The government is taking final steps in the process of market liberalization, but public companies OSHEE, OST and KESH are fighting over who will achieve most of the profit. On the other hand, a contract on guarantees for the loan of EUR 218 million foresees, in addition to liberalization the review of regulated prices.
Liberalization requires companies to trade in goods and services at liberalized prices, in conditions when prices for end-users will not change. This means that profit from electricity sales is equally distributed and that no company subsidizes another. It seems that this situation is convenient for the KESH company, given that the EBRD requires that KESH has high financial indicators, which may be achieved only if the company increases the price at which electricity is supplied to distribution network operator.
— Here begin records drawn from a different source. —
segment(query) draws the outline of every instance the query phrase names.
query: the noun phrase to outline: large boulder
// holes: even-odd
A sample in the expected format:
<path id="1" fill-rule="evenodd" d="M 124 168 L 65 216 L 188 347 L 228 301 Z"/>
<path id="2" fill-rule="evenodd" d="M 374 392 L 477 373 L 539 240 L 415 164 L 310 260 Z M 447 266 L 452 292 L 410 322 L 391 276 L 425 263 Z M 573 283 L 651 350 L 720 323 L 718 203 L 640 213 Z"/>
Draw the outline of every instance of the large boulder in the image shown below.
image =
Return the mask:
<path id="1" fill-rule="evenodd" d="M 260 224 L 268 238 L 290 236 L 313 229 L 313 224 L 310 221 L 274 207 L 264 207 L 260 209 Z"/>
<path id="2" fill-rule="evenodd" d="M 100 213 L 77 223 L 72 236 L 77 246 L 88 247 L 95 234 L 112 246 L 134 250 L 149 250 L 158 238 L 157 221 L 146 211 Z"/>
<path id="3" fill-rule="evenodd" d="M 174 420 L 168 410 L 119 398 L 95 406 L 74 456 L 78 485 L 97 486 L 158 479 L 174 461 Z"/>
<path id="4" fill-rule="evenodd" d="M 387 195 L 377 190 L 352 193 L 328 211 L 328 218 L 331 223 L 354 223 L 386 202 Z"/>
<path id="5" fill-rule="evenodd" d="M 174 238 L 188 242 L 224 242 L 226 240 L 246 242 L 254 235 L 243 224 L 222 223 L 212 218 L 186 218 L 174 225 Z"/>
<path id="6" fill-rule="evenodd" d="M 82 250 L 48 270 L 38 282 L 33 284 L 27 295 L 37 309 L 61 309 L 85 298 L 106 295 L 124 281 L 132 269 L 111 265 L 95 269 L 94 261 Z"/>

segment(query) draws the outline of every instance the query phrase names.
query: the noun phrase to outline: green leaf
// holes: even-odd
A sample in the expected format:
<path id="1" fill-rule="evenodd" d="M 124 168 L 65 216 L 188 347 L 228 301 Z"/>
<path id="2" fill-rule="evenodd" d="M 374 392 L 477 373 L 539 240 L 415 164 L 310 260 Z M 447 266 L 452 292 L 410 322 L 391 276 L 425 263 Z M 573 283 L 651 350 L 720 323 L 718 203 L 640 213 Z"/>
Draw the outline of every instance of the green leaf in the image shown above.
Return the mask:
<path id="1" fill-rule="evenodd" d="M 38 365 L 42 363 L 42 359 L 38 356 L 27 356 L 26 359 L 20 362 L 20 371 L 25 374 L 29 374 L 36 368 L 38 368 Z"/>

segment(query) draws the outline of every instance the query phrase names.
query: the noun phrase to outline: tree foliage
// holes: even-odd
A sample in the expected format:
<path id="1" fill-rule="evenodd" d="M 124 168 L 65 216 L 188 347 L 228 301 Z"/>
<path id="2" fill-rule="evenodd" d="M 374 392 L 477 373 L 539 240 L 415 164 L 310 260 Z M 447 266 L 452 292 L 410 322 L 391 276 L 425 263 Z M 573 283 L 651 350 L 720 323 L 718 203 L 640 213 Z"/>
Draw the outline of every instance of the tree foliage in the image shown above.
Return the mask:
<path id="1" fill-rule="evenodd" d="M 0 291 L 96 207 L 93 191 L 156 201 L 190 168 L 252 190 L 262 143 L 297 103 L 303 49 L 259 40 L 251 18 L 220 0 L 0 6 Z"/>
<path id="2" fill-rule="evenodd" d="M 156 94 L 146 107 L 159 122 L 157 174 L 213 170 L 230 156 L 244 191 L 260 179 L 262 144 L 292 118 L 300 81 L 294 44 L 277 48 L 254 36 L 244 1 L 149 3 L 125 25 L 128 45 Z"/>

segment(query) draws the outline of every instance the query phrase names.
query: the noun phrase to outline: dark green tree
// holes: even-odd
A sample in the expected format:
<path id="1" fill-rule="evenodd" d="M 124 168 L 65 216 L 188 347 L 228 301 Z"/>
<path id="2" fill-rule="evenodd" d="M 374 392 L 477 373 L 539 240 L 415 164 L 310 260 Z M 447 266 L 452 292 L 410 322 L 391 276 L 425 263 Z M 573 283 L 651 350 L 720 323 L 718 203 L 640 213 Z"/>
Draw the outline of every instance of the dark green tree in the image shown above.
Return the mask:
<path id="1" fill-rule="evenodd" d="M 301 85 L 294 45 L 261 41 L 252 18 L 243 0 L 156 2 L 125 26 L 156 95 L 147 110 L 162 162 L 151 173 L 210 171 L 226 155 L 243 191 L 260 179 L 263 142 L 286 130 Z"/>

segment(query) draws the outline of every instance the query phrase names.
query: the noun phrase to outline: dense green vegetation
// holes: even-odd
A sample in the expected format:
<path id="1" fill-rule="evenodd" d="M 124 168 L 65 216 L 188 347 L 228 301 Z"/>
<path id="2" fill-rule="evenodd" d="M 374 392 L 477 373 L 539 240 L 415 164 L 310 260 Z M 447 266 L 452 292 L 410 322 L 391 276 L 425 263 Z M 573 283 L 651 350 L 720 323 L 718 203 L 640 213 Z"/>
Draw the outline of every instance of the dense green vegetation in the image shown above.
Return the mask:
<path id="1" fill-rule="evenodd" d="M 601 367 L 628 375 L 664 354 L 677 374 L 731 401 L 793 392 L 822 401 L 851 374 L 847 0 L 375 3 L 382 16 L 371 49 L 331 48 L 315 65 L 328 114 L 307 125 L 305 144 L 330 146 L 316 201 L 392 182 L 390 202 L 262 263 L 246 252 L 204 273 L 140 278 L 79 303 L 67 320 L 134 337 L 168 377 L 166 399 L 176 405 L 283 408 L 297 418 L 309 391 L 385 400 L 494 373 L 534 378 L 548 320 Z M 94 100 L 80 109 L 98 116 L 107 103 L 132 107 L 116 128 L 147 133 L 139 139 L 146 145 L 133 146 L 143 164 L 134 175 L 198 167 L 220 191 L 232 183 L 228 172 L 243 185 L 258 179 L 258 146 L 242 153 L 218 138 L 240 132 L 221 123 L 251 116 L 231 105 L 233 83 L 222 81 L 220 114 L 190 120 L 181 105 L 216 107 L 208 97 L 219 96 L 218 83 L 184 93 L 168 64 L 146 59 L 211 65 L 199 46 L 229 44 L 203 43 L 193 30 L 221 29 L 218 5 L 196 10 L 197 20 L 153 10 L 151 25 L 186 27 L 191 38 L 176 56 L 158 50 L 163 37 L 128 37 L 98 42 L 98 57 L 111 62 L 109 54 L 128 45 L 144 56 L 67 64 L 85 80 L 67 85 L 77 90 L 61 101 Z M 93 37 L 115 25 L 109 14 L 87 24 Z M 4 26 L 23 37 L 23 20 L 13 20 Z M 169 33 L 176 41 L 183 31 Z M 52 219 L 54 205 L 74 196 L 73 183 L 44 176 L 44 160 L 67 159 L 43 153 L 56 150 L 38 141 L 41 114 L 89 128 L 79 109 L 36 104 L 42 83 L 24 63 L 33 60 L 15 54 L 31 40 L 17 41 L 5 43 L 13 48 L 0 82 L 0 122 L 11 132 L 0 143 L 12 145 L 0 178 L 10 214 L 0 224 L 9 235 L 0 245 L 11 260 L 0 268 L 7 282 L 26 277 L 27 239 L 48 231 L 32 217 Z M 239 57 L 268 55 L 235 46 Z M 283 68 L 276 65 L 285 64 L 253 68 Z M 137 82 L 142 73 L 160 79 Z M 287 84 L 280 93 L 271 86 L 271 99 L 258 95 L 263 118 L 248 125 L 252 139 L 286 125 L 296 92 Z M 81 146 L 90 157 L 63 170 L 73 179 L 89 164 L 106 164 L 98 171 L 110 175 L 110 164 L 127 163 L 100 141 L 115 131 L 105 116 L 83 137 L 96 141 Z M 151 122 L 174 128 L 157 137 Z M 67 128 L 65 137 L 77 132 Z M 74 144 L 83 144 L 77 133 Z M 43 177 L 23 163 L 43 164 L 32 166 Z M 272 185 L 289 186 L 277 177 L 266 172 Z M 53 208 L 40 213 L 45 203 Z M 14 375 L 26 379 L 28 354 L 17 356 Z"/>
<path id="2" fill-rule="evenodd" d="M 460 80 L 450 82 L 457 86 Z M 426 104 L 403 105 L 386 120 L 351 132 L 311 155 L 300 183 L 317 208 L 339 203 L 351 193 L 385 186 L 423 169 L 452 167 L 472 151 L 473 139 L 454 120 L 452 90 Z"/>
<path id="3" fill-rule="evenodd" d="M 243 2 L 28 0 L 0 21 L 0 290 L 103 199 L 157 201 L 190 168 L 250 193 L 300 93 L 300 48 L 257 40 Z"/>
KESH currently sells electricity to OSHEE company at a price of EUR 0.01 per kilowatt. However, with market liberalization, OSHEE will sell electricity acquired from KESH, to high voltage consumers at import prices.
Energy Regulatory Entity (ERE) has concluded that OSHEE made ten times more profits in 2015 than ERE foreseen when it approved new prices in 2014.
Agron Hetoja, CEO of KESH, said that the price of one kilowatt-hour should be EUR 0.02 in order to cover costs of depreciation and loan repayment.
He added that it is logical that in a liberalized market, most of the profit goes to the seller of goods, and smaller portion goes to service provider.
The CEO of OSHEE, Ardian Cela says that prices for end-users are known. Energy Regulatory Entity has its own methodology for the price calculation that was approved by the Government. Distribution will not increase fees. He adds that he proposed that OSHEE pays for the part of EBRD loan.
Cela claims that the Ministry of Energy is negotiating so that revising tariffs would not affect the end consumers and to find a suitable solution for everyone.
At the end of last year, the Assembly ratified the agreement between Albania and EBRD for the loan worth EUR 218 million for the company KESH, in order to return expensive loans from commercial banks, thus creating conditions for the national budget to be released from the government guarantees for these loans.
The loan has not been repaid yet, and the requirement concerning regulated price, and refers to “revision of regulated prices for electricity production and prices on the wholesale market in line with long-term power purchase agreements between KESH and OSHEE, with the amount of income from KESH fees”, encouraged public debate, given that in accordance with the law revision of the price falls within the jurisdiction of the Regulatory Authority ERE.
The new Energy Law, adopted in 2015, obliges the companies to work at market prices and this reform includes electricity production.